Another steering committee member, Ali S. Asani, professor of the practice of Indo-Muslim languages and cultures, strongly advised that the new program establish a core of undergraduate courses to dispel what he called the “cultural illiteracy” regarding Islam.

“For me, this is the issue of our time,” he said, describing a popular view of competing religions that is not a “clash of worlds,” but a “clash of ignorances.”

“A lot of people in the world see [Islam] in a very polarized way,” said Asani, who has taught core and general education courses on the subject. “They pick up these things and bring them into the classroom. They have to unlearn before they relearn.”

Creating a new generation of scholars of Islam also means finding a way to blend the study of texts with the study of practices. “There’s a methodology here to find out,” said Jocelyne Cesari, a visiting associate professor of Islamic studies and a research associate in Harvard’s Center for Middle Eastern Studies. She teaches courses on Islam at Harvard Divinity School.

Harvard needs more Arabic language scholars and more of the “intellectual components” required to expand the study of Arabic beyond the language into the range of cultures the language inhabits, said William Granara. He directs the Arabic language program at Harvard, where 260 students are enrolled this year.

Expand Islamic studies to include the whole geographical and cultural reach of modern Islam, said historian Marwa Elshakry, Joy Foundation Fellow at Radcliffe. That means more scholarly investigations of Southeast Asia, China, Russia, and the Caucasus of Eurasia, she said.
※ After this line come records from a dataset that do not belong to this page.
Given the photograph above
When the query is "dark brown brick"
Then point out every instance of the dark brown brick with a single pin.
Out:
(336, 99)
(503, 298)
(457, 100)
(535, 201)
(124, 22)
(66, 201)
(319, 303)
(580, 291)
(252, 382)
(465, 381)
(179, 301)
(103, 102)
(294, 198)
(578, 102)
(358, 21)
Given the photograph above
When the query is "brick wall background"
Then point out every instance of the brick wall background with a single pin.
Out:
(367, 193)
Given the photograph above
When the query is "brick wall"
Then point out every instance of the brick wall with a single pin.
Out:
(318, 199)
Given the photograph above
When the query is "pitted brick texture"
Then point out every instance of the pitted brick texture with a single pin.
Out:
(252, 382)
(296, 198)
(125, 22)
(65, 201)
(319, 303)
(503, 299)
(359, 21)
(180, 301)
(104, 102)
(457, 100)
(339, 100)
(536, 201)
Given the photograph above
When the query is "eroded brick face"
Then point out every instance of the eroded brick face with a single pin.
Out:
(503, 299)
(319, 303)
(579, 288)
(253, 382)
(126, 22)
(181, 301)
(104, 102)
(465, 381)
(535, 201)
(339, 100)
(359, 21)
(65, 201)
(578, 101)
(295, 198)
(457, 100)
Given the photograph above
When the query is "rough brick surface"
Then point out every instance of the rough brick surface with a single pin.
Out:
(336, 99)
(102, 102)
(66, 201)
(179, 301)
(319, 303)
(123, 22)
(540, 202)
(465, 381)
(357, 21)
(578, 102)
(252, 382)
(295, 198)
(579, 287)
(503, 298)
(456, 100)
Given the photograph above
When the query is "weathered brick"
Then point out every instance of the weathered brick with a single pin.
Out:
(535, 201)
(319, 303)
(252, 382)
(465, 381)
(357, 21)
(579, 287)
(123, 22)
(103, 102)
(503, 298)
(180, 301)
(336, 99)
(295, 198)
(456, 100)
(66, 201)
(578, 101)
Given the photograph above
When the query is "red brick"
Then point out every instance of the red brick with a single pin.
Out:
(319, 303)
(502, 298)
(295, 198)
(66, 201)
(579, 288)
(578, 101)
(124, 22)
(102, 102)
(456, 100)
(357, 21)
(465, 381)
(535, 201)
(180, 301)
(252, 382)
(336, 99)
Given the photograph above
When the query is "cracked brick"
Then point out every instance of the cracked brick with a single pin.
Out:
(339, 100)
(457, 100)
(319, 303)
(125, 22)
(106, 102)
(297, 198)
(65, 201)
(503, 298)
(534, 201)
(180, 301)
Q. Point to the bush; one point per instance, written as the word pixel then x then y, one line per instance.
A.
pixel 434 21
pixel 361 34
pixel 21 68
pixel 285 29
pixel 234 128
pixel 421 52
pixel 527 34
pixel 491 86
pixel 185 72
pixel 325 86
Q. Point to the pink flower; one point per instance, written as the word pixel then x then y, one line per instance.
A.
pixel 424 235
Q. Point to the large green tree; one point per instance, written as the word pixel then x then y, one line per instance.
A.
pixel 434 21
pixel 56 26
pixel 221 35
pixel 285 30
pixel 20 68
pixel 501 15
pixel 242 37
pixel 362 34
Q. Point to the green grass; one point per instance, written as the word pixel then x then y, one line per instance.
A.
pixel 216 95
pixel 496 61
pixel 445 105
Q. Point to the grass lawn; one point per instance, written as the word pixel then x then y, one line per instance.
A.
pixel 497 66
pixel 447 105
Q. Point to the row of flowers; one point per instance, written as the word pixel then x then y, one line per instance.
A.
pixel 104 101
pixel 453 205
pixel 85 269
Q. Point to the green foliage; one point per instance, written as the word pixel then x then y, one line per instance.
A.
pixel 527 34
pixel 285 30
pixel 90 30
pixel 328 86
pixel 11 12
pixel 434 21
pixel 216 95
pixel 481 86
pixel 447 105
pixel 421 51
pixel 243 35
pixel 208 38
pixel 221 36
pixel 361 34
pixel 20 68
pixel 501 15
Sorensen (Staff photo Stephanie Mitchell/Harvard News Office)

“We need a really transnational conversation going on,” agreed Steve Caton, professor of contemporary Arab studies and director of Harvard’s Center for Middle Eastern Studies.
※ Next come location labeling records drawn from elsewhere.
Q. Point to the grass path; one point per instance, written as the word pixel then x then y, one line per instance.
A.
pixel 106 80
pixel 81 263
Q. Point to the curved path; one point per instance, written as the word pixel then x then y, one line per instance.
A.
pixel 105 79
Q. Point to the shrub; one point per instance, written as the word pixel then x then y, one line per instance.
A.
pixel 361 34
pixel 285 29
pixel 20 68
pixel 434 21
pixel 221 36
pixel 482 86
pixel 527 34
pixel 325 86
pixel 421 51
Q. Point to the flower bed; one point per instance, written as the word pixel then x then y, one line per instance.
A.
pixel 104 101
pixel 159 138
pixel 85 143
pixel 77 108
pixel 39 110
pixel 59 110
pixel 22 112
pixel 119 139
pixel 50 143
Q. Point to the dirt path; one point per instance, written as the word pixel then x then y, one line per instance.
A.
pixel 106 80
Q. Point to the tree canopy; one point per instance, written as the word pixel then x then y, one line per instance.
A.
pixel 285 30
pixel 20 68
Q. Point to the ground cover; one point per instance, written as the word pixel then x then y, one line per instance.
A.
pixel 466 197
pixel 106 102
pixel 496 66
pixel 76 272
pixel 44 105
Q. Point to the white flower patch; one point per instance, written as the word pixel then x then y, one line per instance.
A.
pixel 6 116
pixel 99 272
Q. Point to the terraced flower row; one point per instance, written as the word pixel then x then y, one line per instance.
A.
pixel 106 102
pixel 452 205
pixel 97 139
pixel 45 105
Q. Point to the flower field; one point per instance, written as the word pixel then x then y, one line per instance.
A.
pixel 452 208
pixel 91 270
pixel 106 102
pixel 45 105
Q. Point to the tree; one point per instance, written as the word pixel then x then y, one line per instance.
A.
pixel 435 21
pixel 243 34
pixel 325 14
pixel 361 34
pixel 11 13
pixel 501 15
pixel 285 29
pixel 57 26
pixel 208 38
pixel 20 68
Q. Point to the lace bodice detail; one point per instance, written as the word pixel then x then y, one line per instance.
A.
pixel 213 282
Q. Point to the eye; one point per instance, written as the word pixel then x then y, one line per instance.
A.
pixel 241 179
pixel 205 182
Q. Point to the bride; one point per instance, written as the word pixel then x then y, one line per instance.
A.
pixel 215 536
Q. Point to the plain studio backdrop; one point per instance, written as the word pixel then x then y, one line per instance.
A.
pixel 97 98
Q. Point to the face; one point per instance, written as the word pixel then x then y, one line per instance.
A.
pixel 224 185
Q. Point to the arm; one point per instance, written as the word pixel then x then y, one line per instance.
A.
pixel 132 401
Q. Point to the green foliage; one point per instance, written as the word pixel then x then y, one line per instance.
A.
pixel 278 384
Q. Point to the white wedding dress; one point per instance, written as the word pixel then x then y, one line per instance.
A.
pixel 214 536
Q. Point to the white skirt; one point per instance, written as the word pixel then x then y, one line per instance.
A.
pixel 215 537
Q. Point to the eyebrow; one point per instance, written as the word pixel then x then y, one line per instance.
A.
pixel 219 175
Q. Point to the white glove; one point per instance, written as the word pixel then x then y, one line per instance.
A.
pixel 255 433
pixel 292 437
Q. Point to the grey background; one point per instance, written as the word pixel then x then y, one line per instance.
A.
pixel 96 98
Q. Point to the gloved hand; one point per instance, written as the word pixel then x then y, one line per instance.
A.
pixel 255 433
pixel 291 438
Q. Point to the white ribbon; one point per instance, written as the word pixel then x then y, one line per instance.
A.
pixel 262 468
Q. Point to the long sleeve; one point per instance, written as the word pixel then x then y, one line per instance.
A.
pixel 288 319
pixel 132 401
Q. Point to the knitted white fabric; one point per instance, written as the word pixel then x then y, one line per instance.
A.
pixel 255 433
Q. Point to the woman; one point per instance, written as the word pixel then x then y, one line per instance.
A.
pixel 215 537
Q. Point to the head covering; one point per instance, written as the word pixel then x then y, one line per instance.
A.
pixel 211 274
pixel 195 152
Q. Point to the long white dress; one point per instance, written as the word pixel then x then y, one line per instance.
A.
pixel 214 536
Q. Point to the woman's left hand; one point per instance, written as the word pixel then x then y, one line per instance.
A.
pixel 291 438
Any conversation about the new program has to be grounded in two realities that may seem obvious, said Shahab Ahmed, an assistant professor of Islamic studies in the Department of Near Eastern Languages and Civilizations. One, that Islam existed before the Sept. 11 attacks. And two, that studying Islam means studying “one-fifth of the planet.”
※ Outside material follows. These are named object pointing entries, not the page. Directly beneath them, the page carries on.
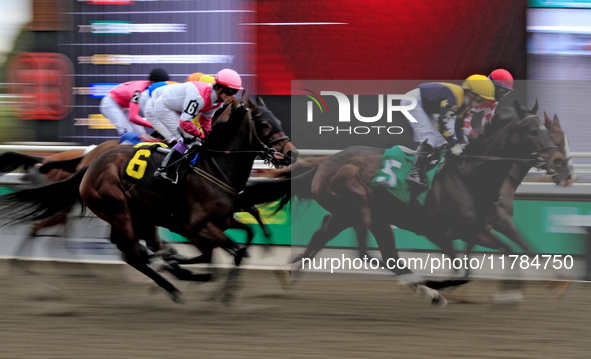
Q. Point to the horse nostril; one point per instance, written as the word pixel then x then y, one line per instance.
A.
pixel 292 155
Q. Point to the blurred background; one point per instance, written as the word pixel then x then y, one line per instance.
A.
pixel 59 58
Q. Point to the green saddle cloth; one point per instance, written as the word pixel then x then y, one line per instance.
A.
pixel 396 166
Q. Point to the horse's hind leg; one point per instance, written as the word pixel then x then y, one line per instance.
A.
pixel 331 227
pixel 123 236
pixel 386 241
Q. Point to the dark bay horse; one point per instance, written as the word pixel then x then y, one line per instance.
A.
pixel 461 201
pixel 206 198
pixel 62 165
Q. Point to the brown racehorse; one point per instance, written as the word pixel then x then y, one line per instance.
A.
pixel 62 165
pixel 501 221
pixel 462 197
pixel 205 198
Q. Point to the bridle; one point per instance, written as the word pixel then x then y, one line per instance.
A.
pixel 267 153
pixel 537 161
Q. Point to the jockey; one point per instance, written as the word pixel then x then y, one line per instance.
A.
pixel 121 105
pixel 195 76
pixel 440 109
pixel 151 95
pixel 503 82
pixel 179 104
pixel 147 99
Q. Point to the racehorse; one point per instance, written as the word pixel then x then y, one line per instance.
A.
pixel 206 197
pixel 501 221
pixel 62 165
pixel 462 198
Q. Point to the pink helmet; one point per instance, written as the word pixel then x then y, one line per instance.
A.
pixel 229 78
pixel 502 78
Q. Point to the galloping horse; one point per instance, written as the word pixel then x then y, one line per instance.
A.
pixel 62 165
pixel 461 200
pixel 199 209
pixel 501 221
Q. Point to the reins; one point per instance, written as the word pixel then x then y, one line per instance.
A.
pixel 537 162
pixel 267 153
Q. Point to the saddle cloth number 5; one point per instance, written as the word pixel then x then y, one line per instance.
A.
pixel 137 167
pixel 391 182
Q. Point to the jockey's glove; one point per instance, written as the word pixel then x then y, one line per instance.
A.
pixel 458 149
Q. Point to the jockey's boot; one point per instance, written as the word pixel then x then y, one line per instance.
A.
pixel 164 171
pixel 416 177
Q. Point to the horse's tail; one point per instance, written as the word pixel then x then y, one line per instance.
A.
pixel 42 202
pixel 268 190
pixel 65 165
pixel 10 161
In a post-9/11 world, Islamic studies should never be “the study of a problem” and become, as Soviet studies did, “threat studies,” said Ahmed.

And in a world where Muslim culture has spread to every continent, he said, “the study of Islam … is no longer the study of a distant object.”

Islamic studies is “a field of the future,” said Ahmed, and not the study of a marginal culture with nothing to teach the West. “This should not be the study of foreign cultures,” he said, “but the study of human cultures.”

After the meeting, Mottahedeh said Harvard’s Islamic studies program would be the subject of a spring 2007 faculty seminar.

The University-wide Islamic Studies program at Harvard is made possible by a gift from Prince Alwaleed Bin Talal Bin Abdulaziz Alsaud, of Riyadh, Saudi Arabia.

In a statement last year, when the gift to Harvard was announced, Prince Alwaleed said, “Bridging the understanding between East and West is important for peace and tolerance.”

As of December, Alwaleed has donated $105 million to eight universities and two medical schools in the United States, England, and the Middle East. The other U.S. recipients are Georgetown and Cornell universities.